In general, case reports of patients with ARC syndrome are not uncommon in Saudi Arabia and Pakistan, where rates of consanguinity are high, whereas several sporadic case studies have been reported in Turkey, North Africa, Italy, Portugal, and Asia [5],[31]-[34]. Despite these reports, the prevalence of ARC syndrome has not been accurately defined and is subject to potential underestimation because of lack of a broad clinical picture and of early recognition of this rare disease. It is worth mentioning that the relative incidence rate ratio of ARC was suggested to be 1/7 that of biliary atresia in 90 patients with neonatal cholestasis (95% CI 0.33 ~ 0.06) [21],[22],[35].

ARC syndrome is a life-threatening autosomal recessive multisystem disorder, and its early diagnosis is of vital importance for the development of an appropriate therapeutic regimen. Currently, clinical diagnosis of ARC syndrome consists of identifying the triad conditions of arthrogryposis, renal tubular acidosis, and neonatal cholestatic jaundice with low γGT activity, combined with pathologic confirmation. However, the majority of patients are vulnerable to coagulation defects; in other words, kidney or liver biopsies result in a risk of fatal bleeding (>50%). Still, similar clinical and laboratory findings could be observed both in ARC syndrome and progressive familial intrahepatic cholestasis. Therefore, clinical presentations along with VPS33B and VIPAR sequencing analyses constitute an apparently safer diagnostic procedure. Currently, there are limitations in mutational analysis, such as the long duration required for analysis and the potential for false negatives, analysis of VPS33B protein expression in skin fibroblasts and platelet morphology in peripheral blood smears are two alternative techniques that have been proposed as valuable tools for diagnostic screening examinations [9],[36].

Treatment options and prognosis

No specific treatment for ARC syndrome currently exists; rather, supportive care—including fluid infusion, anti-infection, supplement with ursodeoxycholic acid, fat-soluble vitamins, calcium glubionate, L-thyroxine and phosphate—is administered to patients for improving the quality of life. Nevertheless, some patients with joint contractures, congenital hip dislocation, and vertical talus are in need of immediate orthopedic intervention due to delayed diagnosis. Nevertheless, aggressive orthopedic management is still not recommended, since poor general status and low survival rates may affect the outcome of the surgery [37]. In cases of ARC syndrome that failed to respond to medical therapy, it is also advisable to consider liver transplant to ameliorate severe cholestasis and intractable pruritus.

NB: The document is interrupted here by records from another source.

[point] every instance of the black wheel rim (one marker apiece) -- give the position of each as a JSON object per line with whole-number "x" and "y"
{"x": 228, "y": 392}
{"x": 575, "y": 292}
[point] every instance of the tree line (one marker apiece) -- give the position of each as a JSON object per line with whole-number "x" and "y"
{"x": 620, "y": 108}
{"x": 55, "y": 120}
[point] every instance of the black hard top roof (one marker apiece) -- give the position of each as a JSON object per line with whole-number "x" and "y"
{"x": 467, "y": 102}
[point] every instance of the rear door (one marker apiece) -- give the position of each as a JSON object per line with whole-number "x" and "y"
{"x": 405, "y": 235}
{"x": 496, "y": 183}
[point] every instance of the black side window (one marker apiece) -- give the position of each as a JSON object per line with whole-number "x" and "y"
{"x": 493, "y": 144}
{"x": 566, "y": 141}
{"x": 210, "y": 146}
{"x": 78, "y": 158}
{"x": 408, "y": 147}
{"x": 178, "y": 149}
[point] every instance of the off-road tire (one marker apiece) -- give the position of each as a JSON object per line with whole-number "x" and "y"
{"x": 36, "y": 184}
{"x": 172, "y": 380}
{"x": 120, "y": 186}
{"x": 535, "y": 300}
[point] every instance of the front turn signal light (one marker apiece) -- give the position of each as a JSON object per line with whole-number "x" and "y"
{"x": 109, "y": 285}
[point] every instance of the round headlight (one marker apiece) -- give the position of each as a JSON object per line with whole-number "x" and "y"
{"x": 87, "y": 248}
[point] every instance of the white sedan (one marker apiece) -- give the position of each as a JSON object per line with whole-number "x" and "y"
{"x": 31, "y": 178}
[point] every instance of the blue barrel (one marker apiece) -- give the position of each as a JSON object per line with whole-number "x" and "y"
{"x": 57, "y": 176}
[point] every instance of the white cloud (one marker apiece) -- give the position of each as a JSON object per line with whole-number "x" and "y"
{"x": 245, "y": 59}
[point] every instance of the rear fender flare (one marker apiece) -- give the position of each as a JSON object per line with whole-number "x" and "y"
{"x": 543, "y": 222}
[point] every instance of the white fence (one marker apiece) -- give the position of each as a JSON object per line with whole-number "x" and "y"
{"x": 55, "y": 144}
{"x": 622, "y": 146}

It is reported that an Iranian boy underwent a liver transplant have made a recovery. Specifically, the pruritus immediately improved after the surgery, and his scaly skin was also normal in 6 months. Moreover, the patient stayed in good condition without any complications or rejection during more than 5 years' follow-up [38].

As a lethal multisystem disorder, prognosis of ARC syndrome is particularly poor. Most patients succumb within the first year of life after developing recurrent infection, severe hydropenia, acidosis, or internal hemorrhaging, except for a few patients who have ARC syndrome but retain partial function of VPS33B[22].

Conclusion

No specific treatment currently exists for ARC syndrome. Comprehensive analysis of family history, classical clinical presentations, biopsy of the liver or kidney, and/or genetic mutational analysis may not only facilitate accurate diagnosis and the development of appropriately tailored treatment at an early stage but also provide genetic counseling and prenatal or preimplantation genetic diagnosis for the affected families. With the continued progress of molecular genetics and medical technologies, future attempts at gene therapy may yield improvements in managing or even curing ARC syndrome.

Consent

Written informed consent was obtained from the patient's guardian/parent/next of kin for the publication of this report and any accompanying images.